2. Remote Storage (Bulk Data)
Only "cold" or "large" files remain on the NAS (TrueNAS).
* Path: /mnt/infra_storage or /mnt/media
* Contents:
* Media Libraries (Movies, TV, Music)
* Document Archives (PDFs)
* Backups
* Benefits: Centralized storage, easy expansion.
🔐 Media Permission Standard (UID 3000)
To ensure seamless integration with ZFS/NFS network storage, all media-consuming containers (Plex, Audiobookshelf, Lidarr, Navidrome, etc.) MUST adhere to the following:
- PUID/PGID: Set to
1000:3000(User:vivianl, Group:media). - Rationale: The NAS uses specific ACLs where GID 3000 is the designated media group owner. Standardizing services to this pair ensures atomic moves and avoids
Permission Deniederrors. - Inheritance: Use
chmod -R 775on parent directories to ensure proper group write access for automation.
🖖 The "Wormhole" Proxy Standard
All external services must follow the three-tier synchronization protocol:
1. Tier 1 (Oracle Terminator): Public entry. Handles SSL termination and host-header routing to Risa (Port 80).

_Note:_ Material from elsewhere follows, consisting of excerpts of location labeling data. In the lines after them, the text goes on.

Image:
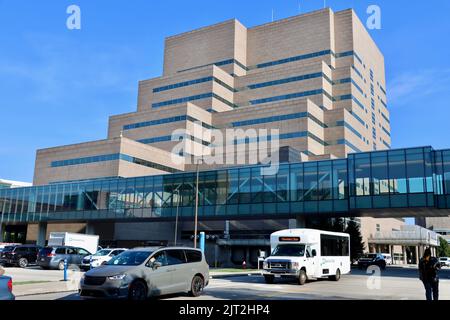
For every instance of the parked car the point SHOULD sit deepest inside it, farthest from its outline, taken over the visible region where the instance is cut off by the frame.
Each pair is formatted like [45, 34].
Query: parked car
[53, 257]
[100, 258]
[388, 258]
[21, 256]
[444, 261]
[5, 287]
[143, 272]
[372, 259]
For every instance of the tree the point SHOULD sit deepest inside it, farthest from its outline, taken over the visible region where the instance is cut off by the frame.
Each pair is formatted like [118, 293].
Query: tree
[444, 249]
[356, 242]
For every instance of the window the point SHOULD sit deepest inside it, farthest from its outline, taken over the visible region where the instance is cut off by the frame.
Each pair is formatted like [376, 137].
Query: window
[160, 257]
[60, 251]
[175, 257]
[82, 252]
[193, 256]
[334, 246]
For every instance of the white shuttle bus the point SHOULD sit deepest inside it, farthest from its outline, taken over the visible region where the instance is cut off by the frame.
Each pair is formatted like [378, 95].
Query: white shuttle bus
[305, 254]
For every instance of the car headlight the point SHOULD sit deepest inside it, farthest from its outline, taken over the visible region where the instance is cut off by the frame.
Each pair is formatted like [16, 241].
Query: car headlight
[117, 277]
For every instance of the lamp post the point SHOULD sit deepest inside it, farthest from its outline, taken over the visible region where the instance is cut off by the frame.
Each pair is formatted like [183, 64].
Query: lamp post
[196, 205]
[177, 192]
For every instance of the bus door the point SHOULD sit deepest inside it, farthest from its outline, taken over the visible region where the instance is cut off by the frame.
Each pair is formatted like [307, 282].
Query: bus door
[312, 262]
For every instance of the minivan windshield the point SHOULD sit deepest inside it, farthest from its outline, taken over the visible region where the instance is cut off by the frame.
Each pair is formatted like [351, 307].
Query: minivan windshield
[129, 258]
[103, 252]
[289, 250]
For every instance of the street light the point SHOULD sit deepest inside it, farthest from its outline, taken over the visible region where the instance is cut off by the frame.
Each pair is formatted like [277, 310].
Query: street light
[196, 205]
[177, 192]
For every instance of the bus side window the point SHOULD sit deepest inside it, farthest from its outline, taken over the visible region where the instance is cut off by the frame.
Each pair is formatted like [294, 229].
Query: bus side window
[308, 252]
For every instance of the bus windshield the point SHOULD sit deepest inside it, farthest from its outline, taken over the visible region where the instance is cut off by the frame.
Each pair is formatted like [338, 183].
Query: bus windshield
[289, 250]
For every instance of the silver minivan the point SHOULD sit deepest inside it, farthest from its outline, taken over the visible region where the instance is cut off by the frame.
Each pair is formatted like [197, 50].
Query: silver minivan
[144, 272]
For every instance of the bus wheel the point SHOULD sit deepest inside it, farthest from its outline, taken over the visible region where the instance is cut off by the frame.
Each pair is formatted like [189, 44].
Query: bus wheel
[302, 277]
[269, 279]
[336, 277]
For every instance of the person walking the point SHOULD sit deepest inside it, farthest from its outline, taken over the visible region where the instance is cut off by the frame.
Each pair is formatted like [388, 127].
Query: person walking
[428, 270]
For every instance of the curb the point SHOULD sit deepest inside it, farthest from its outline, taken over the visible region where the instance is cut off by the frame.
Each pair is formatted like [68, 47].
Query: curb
[232, 275]
[41, 293]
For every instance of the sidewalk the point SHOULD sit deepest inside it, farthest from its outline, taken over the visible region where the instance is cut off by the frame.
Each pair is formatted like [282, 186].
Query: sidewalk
[234, 273]
[72, 286]
[44, 288]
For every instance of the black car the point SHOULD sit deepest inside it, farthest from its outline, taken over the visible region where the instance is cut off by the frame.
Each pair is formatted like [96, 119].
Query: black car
[372, 259]
[21, 256]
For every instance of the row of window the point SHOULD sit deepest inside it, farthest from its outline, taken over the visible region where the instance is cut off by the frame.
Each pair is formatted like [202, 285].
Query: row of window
[307, 56]
[348, 126]
[169, 138]
[111, 157]
[286, 80]
[192, 98]
[164, 121]
[278, 118]
[281, 61]
[284, 136]
[220, 63]
[193, 82]
[287, 96]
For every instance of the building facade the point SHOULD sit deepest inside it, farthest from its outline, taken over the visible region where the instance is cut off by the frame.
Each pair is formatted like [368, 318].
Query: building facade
[317, 78]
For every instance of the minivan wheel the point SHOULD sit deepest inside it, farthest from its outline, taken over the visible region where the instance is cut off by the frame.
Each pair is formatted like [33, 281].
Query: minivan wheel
[137, 291]
[269, 279]
[61, 265]
[197, 286]
[302, 277]
[336, 277]
[23, 262]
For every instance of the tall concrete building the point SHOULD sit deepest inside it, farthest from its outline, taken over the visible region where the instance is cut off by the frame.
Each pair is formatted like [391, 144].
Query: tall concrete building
[318, 78]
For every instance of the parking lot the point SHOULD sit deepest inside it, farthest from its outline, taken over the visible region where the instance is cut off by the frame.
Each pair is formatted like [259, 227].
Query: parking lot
[395, 283]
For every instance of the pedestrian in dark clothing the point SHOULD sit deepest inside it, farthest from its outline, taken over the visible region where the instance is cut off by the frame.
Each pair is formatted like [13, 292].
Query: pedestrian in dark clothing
[428, 269]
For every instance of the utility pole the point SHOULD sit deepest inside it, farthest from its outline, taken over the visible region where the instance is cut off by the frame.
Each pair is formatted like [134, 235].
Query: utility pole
[196, 205]
[176, 217]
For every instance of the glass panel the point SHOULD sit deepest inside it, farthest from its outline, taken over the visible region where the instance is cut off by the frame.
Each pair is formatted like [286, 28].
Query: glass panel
[380, 177]
[325, 186]
[416, 172]
[257, 186]
[340, 183]
[362, 175]
[310, 192]
[244, 186]
[283, 184]
[397, 173]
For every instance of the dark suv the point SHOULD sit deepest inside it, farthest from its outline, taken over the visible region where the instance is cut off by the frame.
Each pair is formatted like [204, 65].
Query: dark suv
[53, 257]
[21, 256]
[372, 259]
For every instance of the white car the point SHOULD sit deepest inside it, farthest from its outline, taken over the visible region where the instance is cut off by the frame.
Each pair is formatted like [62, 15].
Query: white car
[100, 258]
[444, 261]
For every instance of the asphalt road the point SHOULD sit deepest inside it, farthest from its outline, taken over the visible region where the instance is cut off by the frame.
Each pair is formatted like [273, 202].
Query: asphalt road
[394, 284]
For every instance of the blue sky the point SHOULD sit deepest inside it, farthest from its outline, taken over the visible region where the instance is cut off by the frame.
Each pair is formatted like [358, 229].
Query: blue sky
[59, 86]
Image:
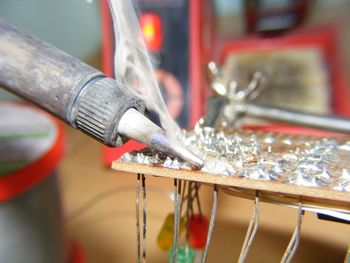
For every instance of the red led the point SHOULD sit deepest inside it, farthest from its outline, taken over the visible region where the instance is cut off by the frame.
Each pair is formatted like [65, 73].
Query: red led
[151, 26]
[198, 231]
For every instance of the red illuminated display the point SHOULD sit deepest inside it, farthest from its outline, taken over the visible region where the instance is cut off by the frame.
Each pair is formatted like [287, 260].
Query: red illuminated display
[151, 26]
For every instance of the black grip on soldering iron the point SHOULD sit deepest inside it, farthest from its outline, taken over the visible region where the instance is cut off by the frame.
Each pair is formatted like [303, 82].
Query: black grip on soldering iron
[99, 107]
[73, 91]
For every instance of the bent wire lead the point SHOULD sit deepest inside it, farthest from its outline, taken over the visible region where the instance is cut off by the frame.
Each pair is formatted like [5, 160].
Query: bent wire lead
[211, 224]
[177, 217]
[251, 232]
[138, 236]
[144, 205]
[294, 241]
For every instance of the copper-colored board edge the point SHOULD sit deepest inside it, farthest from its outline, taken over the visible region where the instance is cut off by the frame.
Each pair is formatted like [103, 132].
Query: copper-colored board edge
[323, 195]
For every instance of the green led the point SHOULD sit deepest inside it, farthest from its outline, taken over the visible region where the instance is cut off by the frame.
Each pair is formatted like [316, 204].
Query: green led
[185, 254]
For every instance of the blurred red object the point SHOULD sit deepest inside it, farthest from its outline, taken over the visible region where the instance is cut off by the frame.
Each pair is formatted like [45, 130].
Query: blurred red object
[198, 231]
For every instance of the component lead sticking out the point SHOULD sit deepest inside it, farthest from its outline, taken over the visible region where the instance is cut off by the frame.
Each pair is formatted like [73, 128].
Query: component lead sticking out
[252, 229]
[177, 217]
[294, 241]
[138, 218]
[211, 223]
[144, 217]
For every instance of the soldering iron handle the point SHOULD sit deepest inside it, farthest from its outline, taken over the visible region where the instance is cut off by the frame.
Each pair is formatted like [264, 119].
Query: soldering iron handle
[68, 88]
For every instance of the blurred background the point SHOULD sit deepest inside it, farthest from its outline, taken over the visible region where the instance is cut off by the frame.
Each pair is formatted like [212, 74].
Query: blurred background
[105, 231]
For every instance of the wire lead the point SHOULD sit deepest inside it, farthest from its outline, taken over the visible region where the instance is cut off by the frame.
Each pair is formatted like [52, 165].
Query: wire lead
[211, 223]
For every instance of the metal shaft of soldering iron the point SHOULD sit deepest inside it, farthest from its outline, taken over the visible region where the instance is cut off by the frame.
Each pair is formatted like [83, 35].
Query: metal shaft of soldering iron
[78, 94]
[331, 123]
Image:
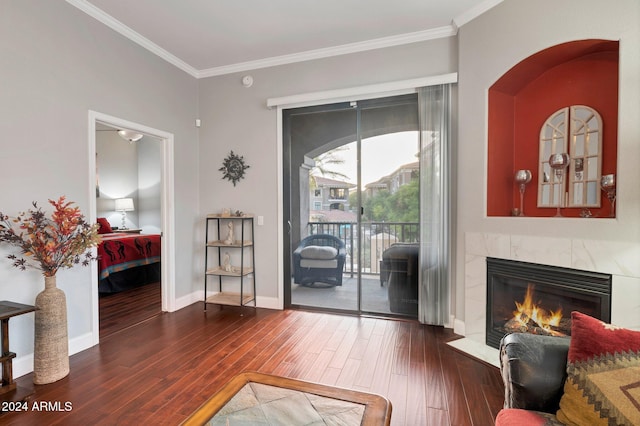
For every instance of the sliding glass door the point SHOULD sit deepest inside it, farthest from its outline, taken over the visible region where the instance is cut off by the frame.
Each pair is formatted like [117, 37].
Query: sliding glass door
[351, 182]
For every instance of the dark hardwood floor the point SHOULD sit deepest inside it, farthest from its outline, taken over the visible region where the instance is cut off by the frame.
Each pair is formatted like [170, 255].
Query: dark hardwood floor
[161, 370]
[126, 308]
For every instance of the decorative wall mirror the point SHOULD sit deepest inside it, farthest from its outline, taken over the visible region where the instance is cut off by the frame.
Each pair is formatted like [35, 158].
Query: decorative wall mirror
[576, 131]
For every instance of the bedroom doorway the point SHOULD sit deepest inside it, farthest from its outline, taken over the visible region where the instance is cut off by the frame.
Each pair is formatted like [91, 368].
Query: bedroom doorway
[135, 281]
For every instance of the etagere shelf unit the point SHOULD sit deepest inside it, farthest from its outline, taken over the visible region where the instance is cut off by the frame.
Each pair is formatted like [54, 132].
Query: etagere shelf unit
[228, 247]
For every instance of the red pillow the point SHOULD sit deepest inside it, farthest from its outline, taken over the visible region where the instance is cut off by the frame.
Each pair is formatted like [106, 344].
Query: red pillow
[603, 372]
[105, 226]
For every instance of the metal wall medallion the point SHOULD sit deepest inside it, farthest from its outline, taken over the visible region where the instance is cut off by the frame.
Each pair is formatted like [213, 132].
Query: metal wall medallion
[233, 168]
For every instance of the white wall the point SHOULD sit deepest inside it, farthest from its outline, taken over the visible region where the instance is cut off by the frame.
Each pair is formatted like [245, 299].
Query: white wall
[149, 185]
[117, 166]
[488, 47]
[236, 118]
[57, 64]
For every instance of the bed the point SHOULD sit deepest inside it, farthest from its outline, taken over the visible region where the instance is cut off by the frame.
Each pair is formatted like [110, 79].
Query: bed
[128, 261]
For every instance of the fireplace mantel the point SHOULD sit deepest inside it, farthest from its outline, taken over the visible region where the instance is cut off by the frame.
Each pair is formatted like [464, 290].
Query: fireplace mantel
[617, 258]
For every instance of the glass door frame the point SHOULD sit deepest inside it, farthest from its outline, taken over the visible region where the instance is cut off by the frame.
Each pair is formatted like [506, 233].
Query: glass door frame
[288, 191]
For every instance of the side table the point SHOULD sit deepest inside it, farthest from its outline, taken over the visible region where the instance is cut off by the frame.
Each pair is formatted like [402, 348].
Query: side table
[8, 310]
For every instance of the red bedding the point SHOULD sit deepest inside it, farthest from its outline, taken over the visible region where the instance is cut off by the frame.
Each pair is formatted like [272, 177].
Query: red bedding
[120, 251]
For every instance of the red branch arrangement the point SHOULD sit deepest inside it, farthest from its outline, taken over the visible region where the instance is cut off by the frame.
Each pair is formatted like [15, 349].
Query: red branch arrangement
[49, 244]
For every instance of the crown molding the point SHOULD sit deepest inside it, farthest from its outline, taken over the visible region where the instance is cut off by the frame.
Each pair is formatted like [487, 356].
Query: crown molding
[344, 49]
[124, 30]
[473, 13]
[379, 43]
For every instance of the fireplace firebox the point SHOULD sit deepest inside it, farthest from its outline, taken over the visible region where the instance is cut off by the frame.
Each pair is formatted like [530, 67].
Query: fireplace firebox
[532, 298]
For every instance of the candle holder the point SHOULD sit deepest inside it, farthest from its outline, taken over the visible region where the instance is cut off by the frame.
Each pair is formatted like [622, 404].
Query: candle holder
[559, 162]
[522, 178]
[608, 185]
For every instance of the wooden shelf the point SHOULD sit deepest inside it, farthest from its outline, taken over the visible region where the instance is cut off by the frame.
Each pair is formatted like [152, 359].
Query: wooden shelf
[228, 298]
[236, 273]
[242, 276]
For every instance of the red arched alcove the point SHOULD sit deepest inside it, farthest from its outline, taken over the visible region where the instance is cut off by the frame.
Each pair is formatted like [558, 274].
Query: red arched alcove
[581, 72]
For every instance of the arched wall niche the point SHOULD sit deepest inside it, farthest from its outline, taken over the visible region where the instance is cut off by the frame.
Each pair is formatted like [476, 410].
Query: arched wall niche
[583, 72]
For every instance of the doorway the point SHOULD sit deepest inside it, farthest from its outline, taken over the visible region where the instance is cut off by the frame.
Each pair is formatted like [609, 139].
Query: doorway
[351, 171]
[156, 211]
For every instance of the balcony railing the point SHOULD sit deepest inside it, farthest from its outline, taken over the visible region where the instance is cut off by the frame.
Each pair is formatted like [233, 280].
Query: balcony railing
[376, 237]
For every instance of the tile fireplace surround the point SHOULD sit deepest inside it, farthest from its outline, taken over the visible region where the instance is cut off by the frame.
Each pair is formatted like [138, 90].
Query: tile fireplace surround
[621, 259]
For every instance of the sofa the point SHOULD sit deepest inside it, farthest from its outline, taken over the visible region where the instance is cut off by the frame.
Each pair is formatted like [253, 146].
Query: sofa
[591, 378]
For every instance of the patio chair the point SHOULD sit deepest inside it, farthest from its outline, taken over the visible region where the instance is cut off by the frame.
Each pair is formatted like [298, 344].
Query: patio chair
[319, 259]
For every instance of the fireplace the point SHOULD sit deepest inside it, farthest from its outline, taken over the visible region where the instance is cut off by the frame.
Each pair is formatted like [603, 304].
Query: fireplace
[532, 298]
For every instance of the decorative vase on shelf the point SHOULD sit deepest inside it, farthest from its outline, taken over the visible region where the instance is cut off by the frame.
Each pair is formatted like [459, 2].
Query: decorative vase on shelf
[51, 345]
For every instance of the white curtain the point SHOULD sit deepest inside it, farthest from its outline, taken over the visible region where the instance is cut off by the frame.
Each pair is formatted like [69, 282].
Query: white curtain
[435, 218]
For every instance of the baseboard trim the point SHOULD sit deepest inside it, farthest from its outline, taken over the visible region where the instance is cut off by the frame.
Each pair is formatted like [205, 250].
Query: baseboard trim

2. Tier 2 (Risa Gateway): Master router. Internal routing via http:// (to avoid redirect loops with the Oracle Terminator). Must use the verified path: /opt/docker_data/gateway/caddy/Caddyfile.
3. Tier 3 (Service Node): The compute node (Starfleet, Risa, or Holodeck).
🛠️ Deployment Verification Protocol
Before marking a service as "Live," the agent must:
1. Verify Mounts: Run docker inspect to ensure the host path providing the config is correctly identified.
2. Oracle Sync: Add the new subdomain to the Oracle Caddyfile using the oracle_key.
3. Panic Check: Tail docker logs for 30s to catch router panics (e.g., empty BASEURL strings).
4. Signal Path Test: Execute curl tests from Tier 2 to Tier 3, then Tier 1 to Tier 2.
🔄 Migration Plan
Phase 1: memory-alpha (Immediate)
- Dashboard: Move config to
/opt/docker_data/master-dashboard. - Paperless: Move Redis/DB to local Docker volumes. Documents stay on NAS.
- Scripting: Update
deploy.shto sync configs to/optinstead of/mnt.
Phase 2: starfleet-compute (Next)
- Plex/Arr: Configs move to local SSD
/opt/docker_data. Media stays on/mnt/media. - Paperless: DB moved local.
🛡️ Backup Strategy
Since configs are now local, we lose the "automatic" safety of the NAS.
* New Requirement: A nightly cron job must rsync /opt/docker_data -> /mnt/infra_storage/backups/configs.
✅ Success Criteria
- Dashboard survives a network disconnect.
- Paperless loads without 500 errors.
- Plex continues to play media from the NAS.